Although every data structure supports MergingValue, which is the only merge type of AtomicReferenceMergeTypes, this merge policy is restricted to IAtomicReference data structures:

The merge policy org.example.merge.AtomicReferenceMergeIntegerValuesMergePolicy
can just be configured on data structures which provide the merging type
com.hazelcast.spi.merge.SplitBrainMergeTypes$AtomicReferenceMergeTypes.
See SplitBrainMergingTypes for supported merging types.

Best Practices

Here are some best practices when implementing your own merge policy

  • Only call MergingValue.getValue() and MergingEntry.getKey() when you really need the deserialized value to save costs (CPU and memory) and avoid ClassNotFoundException.

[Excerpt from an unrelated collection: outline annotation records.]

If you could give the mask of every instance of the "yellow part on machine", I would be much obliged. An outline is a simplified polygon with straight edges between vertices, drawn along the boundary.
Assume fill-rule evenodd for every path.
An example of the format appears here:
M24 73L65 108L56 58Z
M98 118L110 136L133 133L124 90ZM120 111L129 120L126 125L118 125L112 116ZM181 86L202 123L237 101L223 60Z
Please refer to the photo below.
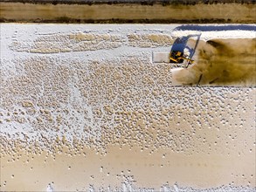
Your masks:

  • If you want to return one of the given values (merging or existing), it’s best to return mergingValue.getRawValue() or existingValue.getRawValue(), since they are already in the correct in-memory format of the data structure. If you return a deserialized value, it might need to be serialized again, which are avoidable costs.

  • Be careful with slow operations in the merge policy (like database accesses), since they block your partition threads. Also the LifeCycleEvent.MERGED or LifeCycleEvent.MERGE_FAILED may be thrown too early, if the merge operations take too long to finish.